Roaring 20s

Voting: As American as Apple Pie

It is a beautiful fall day here in Vermont, where we’ve had a rare bout of warm weather. The colors are stunning and it’s possible to put the garden to bed before the ground freezes. In just a couple of weeks, I’ll be at the Weybridge Town Hall, working the polling desk. In a town of 700 residents, elections are a chance to visit with your neighbors and, incidentally, to buy pies. 

On Election Day, the elementary school sells homemade pies at the Town Hall to raise money for the library or the gym or something else they need. The kids park a table right as you walk in, and it’s just about impossible not to buy a pie from the seven-year-old salesfolks. The pies are pretty great; there’s usually a line at the door prior to the polls opening at 7am of voters making sure they get a pie before they’re all sold. 

Election Day in Vermont is slow-paced, reasonably good-natured, and drama-free. It is a gift.  

When thinking about the furor of our current election and all that it represents, it’s useful to once again swirl back down the whirlpool of history to the 1920s. In my last post, we took a look at the election of 1920, but what happened in ‘24 and ‘28? There were some real surprises. 

1924 Election

In 1924, the economy was humming along and there were no major crises. All was good in America. Republican Calvin Coolidge won the 1924 election by a landslide. His running mate, Charlie Dawes, would one day win the Nobel Peace Prize for restructuring Germany’s financial obligations under the Treaty of Versaille. 
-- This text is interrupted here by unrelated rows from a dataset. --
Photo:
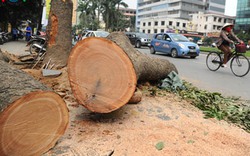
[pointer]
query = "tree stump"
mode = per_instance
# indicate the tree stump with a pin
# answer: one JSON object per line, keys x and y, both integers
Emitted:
{"x": 32, "y": 116}
{"x": 59, "y": 31}
{"x": 103, "y": 73}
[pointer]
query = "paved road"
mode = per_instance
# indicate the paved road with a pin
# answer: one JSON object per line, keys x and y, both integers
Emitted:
{"x": 15, "y": 47}
{"x": 192, "y": 70}
{"x": 196, "y": 72}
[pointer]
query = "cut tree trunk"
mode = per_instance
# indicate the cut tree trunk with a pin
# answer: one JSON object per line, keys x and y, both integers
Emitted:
{"x": 147, "y": 68}
{"x": 103, "y": 75}
{"x": 59, "y": 33}
{"x": 32, "y": 116}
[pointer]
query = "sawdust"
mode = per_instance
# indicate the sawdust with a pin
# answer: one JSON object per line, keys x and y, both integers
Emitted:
{"x": 135, "y": 129}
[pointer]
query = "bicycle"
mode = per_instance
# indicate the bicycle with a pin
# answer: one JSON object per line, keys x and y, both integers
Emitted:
{"x": 239, "y": 63}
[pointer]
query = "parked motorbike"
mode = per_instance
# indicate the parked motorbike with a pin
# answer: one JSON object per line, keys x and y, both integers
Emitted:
{"x": 37, "y": 44}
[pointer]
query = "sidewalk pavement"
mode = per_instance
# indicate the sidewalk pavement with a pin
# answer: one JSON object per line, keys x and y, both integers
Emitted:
{"x": 15, "y": 47}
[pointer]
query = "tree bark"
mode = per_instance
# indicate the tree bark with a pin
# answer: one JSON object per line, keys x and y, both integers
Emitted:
{"x": 103, "y": 74}
{"x": 147, "y": 68}
{"x": 59, "y": 33}
{"x": 32, "y": 116}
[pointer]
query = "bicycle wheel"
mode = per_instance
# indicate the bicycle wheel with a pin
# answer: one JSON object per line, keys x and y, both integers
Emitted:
{"x": 213, "y": 61}
{"x": 240, "y": 65}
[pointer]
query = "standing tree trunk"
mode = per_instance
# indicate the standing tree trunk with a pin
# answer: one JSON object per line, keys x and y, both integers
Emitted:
{"x": 103, "y": 75}
{"x": 59, "y": 32}
{"x": 32, "y": 116}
Dawes was unquestionably a fine politician, diplomat, and statesman, but he was also a composer whose real love was music. One of his tunes—”Melody”—greeted them at every campaign stop, played in the key of A major.  

Another interesting candidate was Robert M. LaFollett, who ran as a Progressive in the same 1924 race. Since both Coolidge and Dawes were conservatives, the Left coalesced behind Fighting Bob (as LaFollett became known). His chief goal was "to break the combined power of the private monopoly system over the political and economic life of the American people" (Thelen, 1976, pg 182–184). 
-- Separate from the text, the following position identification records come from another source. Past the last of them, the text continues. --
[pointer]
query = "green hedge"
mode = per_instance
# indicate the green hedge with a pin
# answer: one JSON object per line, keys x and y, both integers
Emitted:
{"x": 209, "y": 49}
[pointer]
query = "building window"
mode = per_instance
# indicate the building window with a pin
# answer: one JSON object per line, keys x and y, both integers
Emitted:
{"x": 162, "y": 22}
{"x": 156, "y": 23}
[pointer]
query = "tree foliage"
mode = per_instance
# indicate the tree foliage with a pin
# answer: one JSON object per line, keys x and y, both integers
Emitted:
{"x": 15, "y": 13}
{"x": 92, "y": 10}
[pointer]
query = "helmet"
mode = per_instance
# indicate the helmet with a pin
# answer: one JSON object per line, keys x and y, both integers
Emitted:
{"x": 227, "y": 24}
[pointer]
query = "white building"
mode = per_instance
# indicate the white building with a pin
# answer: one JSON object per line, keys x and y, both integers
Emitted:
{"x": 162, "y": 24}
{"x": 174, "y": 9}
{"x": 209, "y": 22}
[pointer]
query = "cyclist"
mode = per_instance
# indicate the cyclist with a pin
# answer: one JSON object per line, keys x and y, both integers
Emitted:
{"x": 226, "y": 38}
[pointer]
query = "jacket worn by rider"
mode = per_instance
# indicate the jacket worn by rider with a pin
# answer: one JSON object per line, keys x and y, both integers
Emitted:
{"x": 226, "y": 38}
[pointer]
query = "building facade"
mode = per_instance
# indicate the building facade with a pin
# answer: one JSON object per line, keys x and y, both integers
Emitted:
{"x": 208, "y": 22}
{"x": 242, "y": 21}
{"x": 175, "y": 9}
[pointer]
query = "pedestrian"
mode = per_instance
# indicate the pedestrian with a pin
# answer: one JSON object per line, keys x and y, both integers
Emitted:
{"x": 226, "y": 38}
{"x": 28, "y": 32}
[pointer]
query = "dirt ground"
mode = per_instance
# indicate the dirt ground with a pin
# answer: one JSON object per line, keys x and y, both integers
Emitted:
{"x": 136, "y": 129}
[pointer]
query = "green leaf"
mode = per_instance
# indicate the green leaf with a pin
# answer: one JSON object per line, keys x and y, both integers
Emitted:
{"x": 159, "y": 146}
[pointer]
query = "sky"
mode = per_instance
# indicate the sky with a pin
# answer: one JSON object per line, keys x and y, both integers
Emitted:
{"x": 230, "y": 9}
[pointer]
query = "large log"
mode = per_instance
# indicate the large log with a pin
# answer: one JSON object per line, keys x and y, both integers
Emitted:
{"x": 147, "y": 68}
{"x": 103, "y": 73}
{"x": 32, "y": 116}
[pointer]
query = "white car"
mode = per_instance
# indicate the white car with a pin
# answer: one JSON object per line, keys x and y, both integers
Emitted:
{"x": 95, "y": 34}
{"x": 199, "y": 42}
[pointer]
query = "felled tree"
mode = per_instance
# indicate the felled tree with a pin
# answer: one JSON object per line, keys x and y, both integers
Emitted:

Fighting Bob advocated for cheap loans to farmers, a federal take-over of the railroads, the prohibition of child labor, and protection of all civil liberties. But his agenda was simply too much for the voters and his coalition too hard to manage, and thus he got 13 electoral votes and 16.6% of the popular vote. 

1928 Election

In 1928, Herbert Hoover, a Republican, beat the Democratic challenger Al Smith, a former New York governor. The sweet economy of the last four years helped secure Hoover’s win, as Smith, a Roman Catholic, felt the sting of anti-Catholic prejudice at the polls. 

Probably the most interesting candidate was Hoover’s running mate, Charles Curtis, a senator from Kansas and a member of the Kaw Nation. He was the first person of color and the first Native American to hold such a high office. An affable, principled man of compromise, he championed women’s rights and supported the Equal Rights Amendment. 


Hoover (L) and Curtis

Born into a biracial family, Charles Curtis’s early years were heavily influenced by his grandmothers—one a member of the Kaw nation and the other a white settler. He spent equal time with both although the young lad mainly identified with his Kaw roots. 
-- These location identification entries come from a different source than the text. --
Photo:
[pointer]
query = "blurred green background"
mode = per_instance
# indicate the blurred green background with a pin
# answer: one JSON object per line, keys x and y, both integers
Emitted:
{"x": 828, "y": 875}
When the Kaw Nation was evicted from their lands and forcibly relocated to Oklahoma, young Charlie heeded his grandmother's advice. “I mounted my pony with my belongings in a flour sack and returned to Topeka and school.“ 

His was a surprising and complicated career as Curtis was a man who walked in two worlds. He learned to speak French and Kansa before he spoke English; he championed rights for women and he supported the right of citizenship and the right to vote for Native Peoples. However, he also supported assimilation and the boarding schools for Native Americans. Complicated.

Curtis’s success was largely due to his ability to compromise and work both sides of the aisle. He built relationships that were grounded in genuinely knowing folks—the names of their kids, what they liked and didn’t like. His affability won over voters.

Hoover and Curtis were defeated in 1932 by FDR. As we hurtle towards what’s looking like a very contentious election, it is helpful to pause and ponder, How does the past resonate in the present? 

Perhaps one place to hear echoes of the past is in many of the candidates’ ability to operate out of a place of compromise. That was certainly true of Charlie Curtis as well as Calvin Coolidge. There’s also a thread, in both our current political climate and the environment of a century ago, of defining one’s moral compass as conservative, republican, or progressive. 

Finally, there is the importance of our ability to vote. Voting is the only way we can shape how our problems get solved, and when and if our interests and rights are protected. 

In the 1920s, women and Native People were only recently enfranchised (women got the vote in 1920, Native People in 1924 with the Snyder Act). We must remember lest we forget: it’s a privilege to vote and a privilege to work the polls. Of course, there are also pies and all that they represent—the best of who we are as a nation.